Other examples include withholding data, thus denying journalists and experts the ability to check results in the full context in which they are to be understood; distorting or miscommunicating data, as is often the case with the infection fatality rate; removing data, such as by taking down documents containing information about the number of individuals tested by date before April 24; denying others’ claims but with insufficient data, thus adding to the confusion, as with the preprint paper that claimed India’s epidemic would peak in November; and publicising some findings by leaking them to the press.
The last point is particularly dangerous because it allows ICMR researchers to get the results of their studies into the public domain but without opening up the body to be questioned on their validity or, for that matter, to be seen as questioning any official policy.
For example, on June 8, three days before the press conference, the New Indian Express reported that the seroprevalence survey had found that “as high as one-third of the population in many containment areas in hotspot cities may have already been infected by the virus and quietly recovered”. ICMR subsequently denied the claim as “speculative”. More recently, Economic Times quoted unnamed ICMR officials as saying, “The interim analysis from 300-odd patients who have been given plasma therapy showed that it is not working.” ICMR again discredited the claim.
Leak-based journalism is often the symptom of a tension between the views of an institution and its constituents.

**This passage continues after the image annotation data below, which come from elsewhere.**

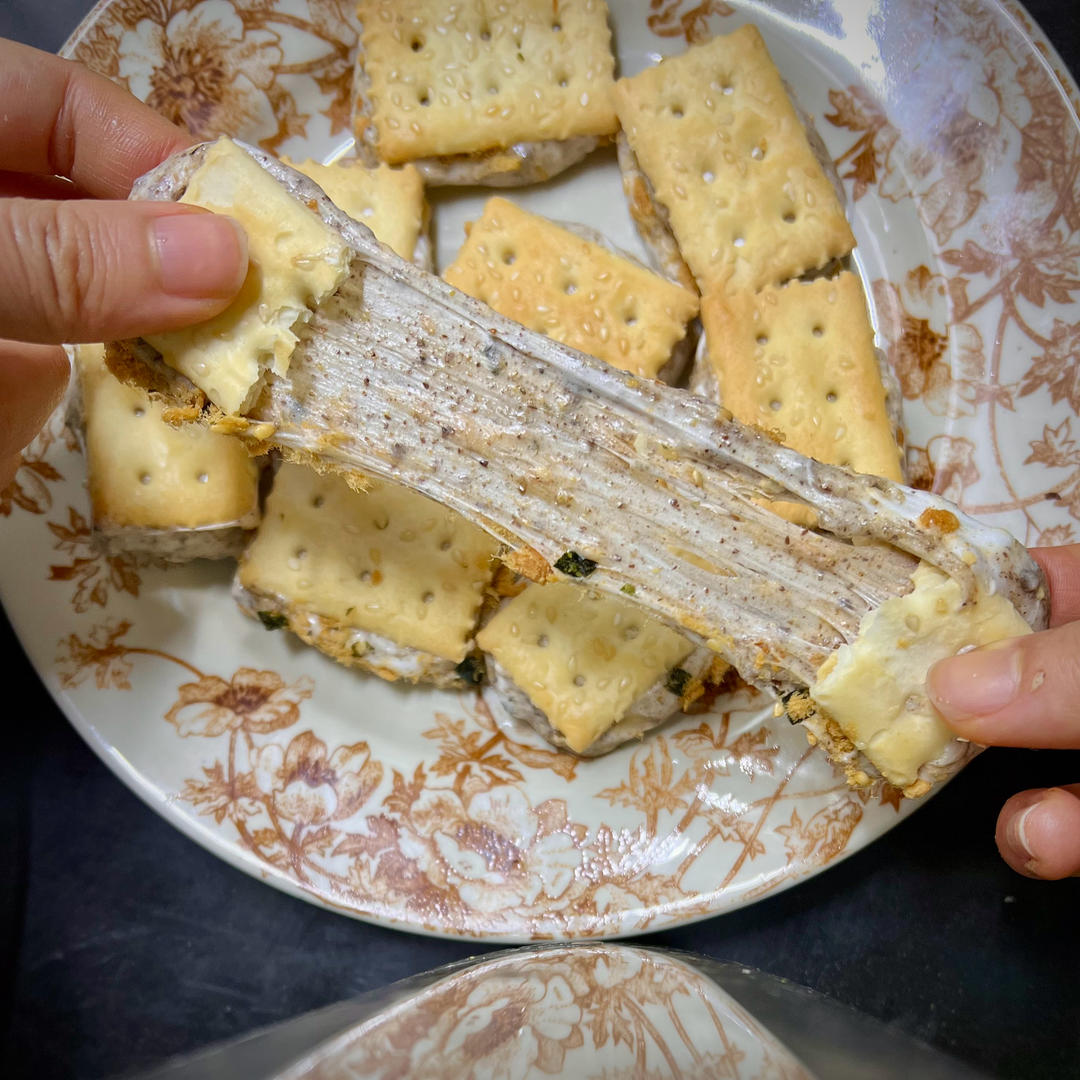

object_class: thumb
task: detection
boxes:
[0,199,247,342]
[995,784,1080,881]
[0,341,69,491]
[927,622,1080,750]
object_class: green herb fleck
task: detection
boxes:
[664,667,691,698]
[454,654,486,686]
[555,551,596,578]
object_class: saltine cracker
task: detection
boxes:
[282,158,428,260]
[237,463,498,662]
[443,198,698,378]
[702,271,904,483]
[356,0,617,168]
[76,345,259,531]
[476,582,693,753]
[615,25,854,293]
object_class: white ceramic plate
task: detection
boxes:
[0,0,1080,941]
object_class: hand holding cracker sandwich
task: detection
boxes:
[928,544,1080,880]
[0,40,246,487]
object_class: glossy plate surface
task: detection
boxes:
[0,0,1080,941]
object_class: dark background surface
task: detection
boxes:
[0,0,1080,1080]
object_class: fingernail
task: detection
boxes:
[1008,800,1042,869]
[150,214,247,300]
[927,645,1021,719]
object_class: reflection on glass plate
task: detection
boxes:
[0,0,1080,940]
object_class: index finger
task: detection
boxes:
[1031,543,1080,626]
[0,39,194,199]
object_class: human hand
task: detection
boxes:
[927,544,1080,880]
[0,39,247,490]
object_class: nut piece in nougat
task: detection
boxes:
[235,463,498,685]
[615,25,854,293]
[146,138,349,413]
[76,345,259,562]
[354,0,617,184]
[443,198,698,379]
[476,582,710,754]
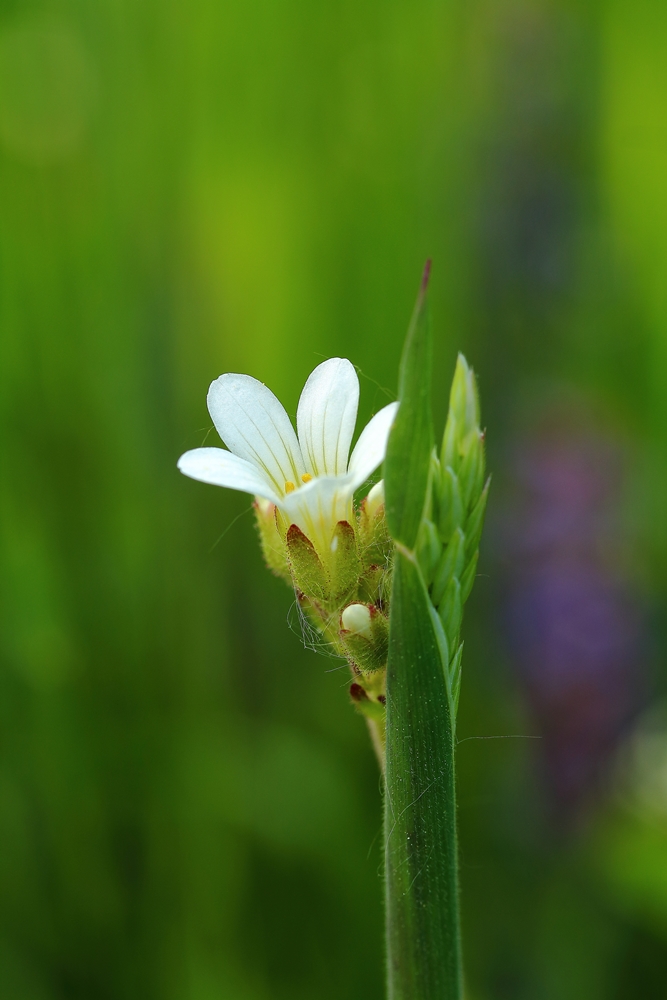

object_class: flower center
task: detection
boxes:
[285,472,313,493]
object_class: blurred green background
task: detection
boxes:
[0,0,667,1000]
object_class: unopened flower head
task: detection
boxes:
[178,358,398,559]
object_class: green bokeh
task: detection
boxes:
[0,0,667,1000]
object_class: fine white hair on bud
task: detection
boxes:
[340,604,373,641]
[366,479,384,520]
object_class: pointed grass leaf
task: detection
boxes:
[385,550,461,1000]
[384,264,433,550]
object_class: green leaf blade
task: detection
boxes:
[385,549,462,1000]
[384,262,433,549]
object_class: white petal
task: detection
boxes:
[349,403,398,489]
[178,448,278,504]
[207,374,306,495]
[296,358,359,476]
[278,476,354,557]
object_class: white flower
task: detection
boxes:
[178,358,398,556]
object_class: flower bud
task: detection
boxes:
[366,479,384,520]
[339,602,389,674]
[340,604,373,641]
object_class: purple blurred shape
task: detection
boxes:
[503,421,644,819]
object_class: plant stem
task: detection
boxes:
[385,547,462,1000]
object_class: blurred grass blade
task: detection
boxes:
[385,550,462,1000]
[384,261,433,549]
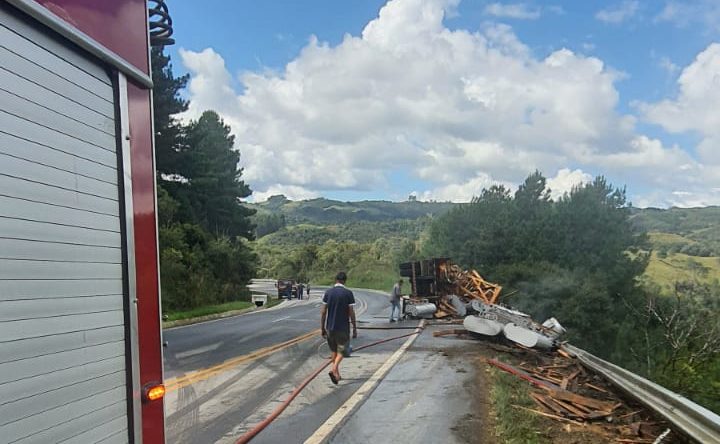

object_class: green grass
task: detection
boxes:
[643,252,720,290]
[648,231,697,248]
[165,300,256,321]
[490,368,550,444]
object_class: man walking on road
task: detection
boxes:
[320,271,357,384]
[390,279,402,322]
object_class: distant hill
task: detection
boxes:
[247,195,457,225]
[632,207,720,257]
[632,207,720,290]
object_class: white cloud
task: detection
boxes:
[655,0,720,33]
[595,0,640,24]
[251,184,320,202]
[415,173,513,202]
[658,56,680,76]
[180,0,720,208]
[485,3,540,20]
[547,168,593,200]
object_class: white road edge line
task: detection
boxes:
[305,319,425,444]
[270,316,290,324]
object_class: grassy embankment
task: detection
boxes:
[643,232,720,291]
[490,368,549,444]
[165,298,282,321]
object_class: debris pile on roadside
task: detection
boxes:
[487,348,668,444]
[400,258,565,349]
[400,258,669,444]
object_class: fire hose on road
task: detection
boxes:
[235,323,425,444]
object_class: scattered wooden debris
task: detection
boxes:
[487,348,666,444]
[433,328,469,337]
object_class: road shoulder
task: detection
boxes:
[318,326,494,444]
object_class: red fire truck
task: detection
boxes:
[0,0,169,443]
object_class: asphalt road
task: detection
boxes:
[163,299,328,379]
[164,289,407,443]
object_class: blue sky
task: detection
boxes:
[168,0,720,206]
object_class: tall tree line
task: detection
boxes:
[151,48,255,310]
[422,172,720,411]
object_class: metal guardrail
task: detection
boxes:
[563,345,720,444]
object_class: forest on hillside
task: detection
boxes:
[152,45,720,411]
[252,177,720,411]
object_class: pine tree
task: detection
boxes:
[151,47,189,176]
[180,111,255,239]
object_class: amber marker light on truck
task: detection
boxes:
[143,382,165,402]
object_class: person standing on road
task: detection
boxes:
[390,279,402,322]
[320,271,357,384]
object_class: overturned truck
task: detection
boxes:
[400,258,565,348]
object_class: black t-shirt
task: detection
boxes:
[323,285,355,333]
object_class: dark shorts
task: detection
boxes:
[328,330,350,354]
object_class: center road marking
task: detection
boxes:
[305,319,425,444]
[165,298,367,392]
[165,329,320,392]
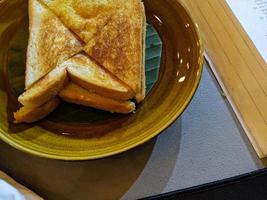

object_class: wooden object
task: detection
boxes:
[181,0,267,158]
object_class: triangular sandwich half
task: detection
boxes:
[63,53,134,100]
[25,0,82,89]
[40,0,119,43]
[59,82,135,114]
[84,0,145,102]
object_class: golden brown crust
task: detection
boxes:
[18,66,68,108]
[14,98,60,123]
[25,0,82,89]
[59,83,135,114]
[84,0,144,101]
[64,54,134,100]
[41,0,118,43]
[135,3,146,103]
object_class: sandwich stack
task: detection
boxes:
[14,0,145,123]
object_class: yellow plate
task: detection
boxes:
[0,0,203,160]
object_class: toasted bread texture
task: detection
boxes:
[84,0,145,101]
[64,54,134,100]
[25,0,82,89]
[14,98,60,123]
[59,82,135,114]
[41,0,118,43]
[135,3,146,103]
[18,66,68,108]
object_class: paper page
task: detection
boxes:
[226,0,267,63]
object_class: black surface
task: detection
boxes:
[144,169,267,200]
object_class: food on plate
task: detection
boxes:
[65,54,134,100]
[18,66,68,108]
[14,98,60,123]
[84,0,145,102]
[25,0,82,89]
[14,0,145,123]
[59,83,135,114]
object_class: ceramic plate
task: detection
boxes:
[0,0,203,160]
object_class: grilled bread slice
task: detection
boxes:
[59,82,135,114]
[41,0,118,43]
[14,98,60,123]
[25,0,82,89]
[63,54,134,100]
[18,65,68,108]
[84,0,145,102]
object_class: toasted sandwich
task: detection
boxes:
[18,65,68,108]
[41,0,118,43]
[14,0,145,123]
[64,54,134,100]
[84,0,145,102]
[25,0,82,89]
[59,83,135,114]
[14,98,60,123]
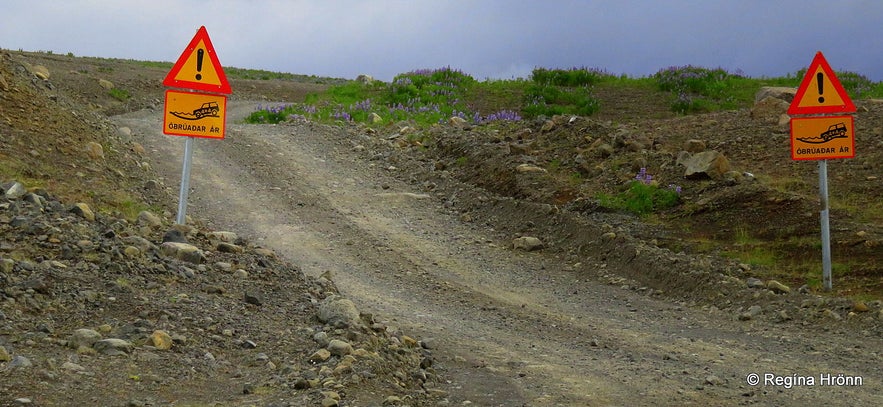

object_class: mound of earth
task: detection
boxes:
[0,51,445,406]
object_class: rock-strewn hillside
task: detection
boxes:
[0,52,444,406]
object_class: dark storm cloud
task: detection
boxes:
[0,0,883,81]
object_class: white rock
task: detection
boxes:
[512,236,544,252]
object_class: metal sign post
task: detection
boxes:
[163,26,232,225]
[788,52,856,291]
[819,160,832,291]
[175,137,193,225]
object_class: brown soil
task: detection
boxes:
[0,53,883,406]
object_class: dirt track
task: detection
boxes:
[116,102,883,406]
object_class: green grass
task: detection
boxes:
[597,181,680,215]
[243,65,883,126]
[108,88,132,102]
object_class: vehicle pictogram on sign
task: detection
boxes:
[788,52,855,116]
[163,90,227,139]
[169,102,220,120]
[163,26,232,94]
[791,116,855,160]
[797,122,848,144]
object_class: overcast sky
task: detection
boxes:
[0,0,883,81]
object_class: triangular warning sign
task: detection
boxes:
[788,52,855,115]
[163,26,232,94]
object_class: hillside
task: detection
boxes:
[0,51,883,406]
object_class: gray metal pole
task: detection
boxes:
[819,160,832,291]
[175,137,193,225]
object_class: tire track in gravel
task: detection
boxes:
[118,104,880,406]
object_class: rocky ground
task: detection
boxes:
[0,52,883,406]
[0,52,445,406]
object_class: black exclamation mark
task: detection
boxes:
[196,48,205,81]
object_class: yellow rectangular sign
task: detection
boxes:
[163,90,227,139]
[791,116,855,160]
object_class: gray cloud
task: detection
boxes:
[0,0,883,81]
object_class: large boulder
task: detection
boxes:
[678,150,730,179]
[751,96,791,123]
[160,242,205,264]
[754,86,797,104]
[318,296,359,327]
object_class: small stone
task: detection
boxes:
[163,229,190,243]
[684,139,705,154]
[327,339,353,356]
[123,246,141,259]
[766,280,791,294]
[160,242,205,264]
[512,236,544,252]
[138,211,162,227]
[206,231,239,243]
[2,182,28,200]
[150,330,173,350]
[383,396,402,406]
[515,164,548,173]
[822,309,843,321]
[92,338,135,356]
[309,349,331,363]
[745,277,766,288]
[401,335,417,348]
[67,328,101,349]
[0,259,15,274]
[318,296,360,327]
[448,116,466,127]
[215,242,244,253]
[776,310,792,322]
[313,331,330,347]
[86,141,104,160]
[8,355,34,369]
[852,301,871,312]
[243,291,264,307]
[71,206,95,222]
[61,362,86,372]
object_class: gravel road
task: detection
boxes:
[114,101,883,406]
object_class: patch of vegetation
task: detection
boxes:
[246,67,521,126]
[108,88,132,102]
[597,168,681,215]
[522,68,609,117]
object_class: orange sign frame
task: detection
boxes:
[788,52,855,116]
[163,90,227,139]
[791,116,855,160]
[163,26,233,95]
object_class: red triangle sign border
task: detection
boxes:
[163,26,233,95]
[788,51,856,115]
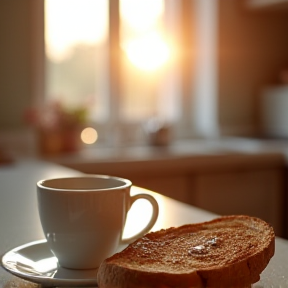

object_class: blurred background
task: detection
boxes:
[0,0,288,235]
[0,0,288,152]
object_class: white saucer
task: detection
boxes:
[2,240,124,287]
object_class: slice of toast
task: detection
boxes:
[97,215,275,288]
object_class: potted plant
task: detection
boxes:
[25,102,87,155]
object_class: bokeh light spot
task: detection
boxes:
[81,127,98,144]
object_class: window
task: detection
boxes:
[45,0,216,141]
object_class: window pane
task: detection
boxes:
[120,0,181,121]
[45,0,109,121]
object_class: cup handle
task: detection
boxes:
[121,194,159,244]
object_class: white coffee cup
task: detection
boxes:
[37,175,158,269]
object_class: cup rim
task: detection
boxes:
[36,174,132,193]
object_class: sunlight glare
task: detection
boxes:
[45,0,108,60]
[124,32,171,71]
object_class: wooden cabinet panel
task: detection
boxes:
[190,169,284,236]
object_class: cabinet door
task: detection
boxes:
[190,169,284,236]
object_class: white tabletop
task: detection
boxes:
[0,160,288,288]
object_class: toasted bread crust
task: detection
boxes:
[97,215,275,288]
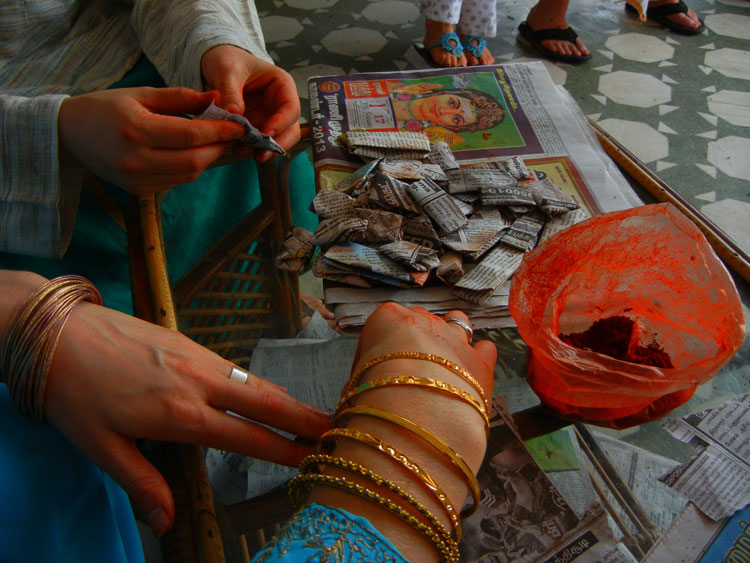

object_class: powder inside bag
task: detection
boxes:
[558,315,674,368]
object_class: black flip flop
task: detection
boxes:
[518,22,591,63]
[625,0,706,35]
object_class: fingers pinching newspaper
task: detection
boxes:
[444,315,474,344]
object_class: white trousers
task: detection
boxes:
[419,0,497,37]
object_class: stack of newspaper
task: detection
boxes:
[302,63,640,328]
[300,137,586,328]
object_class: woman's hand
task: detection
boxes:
[58,88,245,195]
[308,303,497,563]
[201,45,300,162]
[45,294,330,534]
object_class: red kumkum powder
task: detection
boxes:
[558,315,674,368]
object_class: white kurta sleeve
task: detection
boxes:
[0,94,83,258]
[131,0,273,90]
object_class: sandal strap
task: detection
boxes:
[463,35,487,59]
[532,27,578,43]
[425,31,464,59]
[646,0,688,16]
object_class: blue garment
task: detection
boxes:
[253,504,408,563]
[0,57,317,563]
[0,385,143,563]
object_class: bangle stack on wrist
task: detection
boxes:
[289,352,489,562]
[2,276,102,422]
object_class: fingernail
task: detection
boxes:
[304,403,331,418]
[147,508,169,536]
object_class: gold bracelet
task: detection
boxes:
[299,454,455,542]
[315,428,462,541]
[289,473,459,563]
[333,375,490,436]
[333,405,481,516]
[344,351,490,412]
[3,276,102,422]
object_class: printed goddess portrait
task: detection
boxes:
[387,80,506,150]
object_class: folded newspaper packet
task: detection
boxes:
[195,102,286,156]
[276,131,586,326]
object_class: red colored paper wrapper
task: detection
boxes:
[509,203,745,428]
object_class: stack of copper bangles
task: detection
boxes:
[3,276,102,422]
[289,352,489,561]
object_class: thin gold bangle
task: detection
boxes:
[333,405,481,516]
[333,375,490,435]
[2,276,102,422]
[344,351,490,412]
[315,428,463,541]
[289,473,459,563]
[299,454,455,542]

But however this contest swings, the ultimate victims are those for whom the trials’ and studies’ results matter and, of course, ICMR itself. Today, no one expects ICMR to contradict the Centre’s COVID-19 response strategy on any count, irrespective of the enormity of a transgression.
This is unacceptable because ICMR is not just India’s council for medical research but the principal fount of scientific knowledge vis-à-vis India’s COVID-19 epidemic. Its failures hurt us all.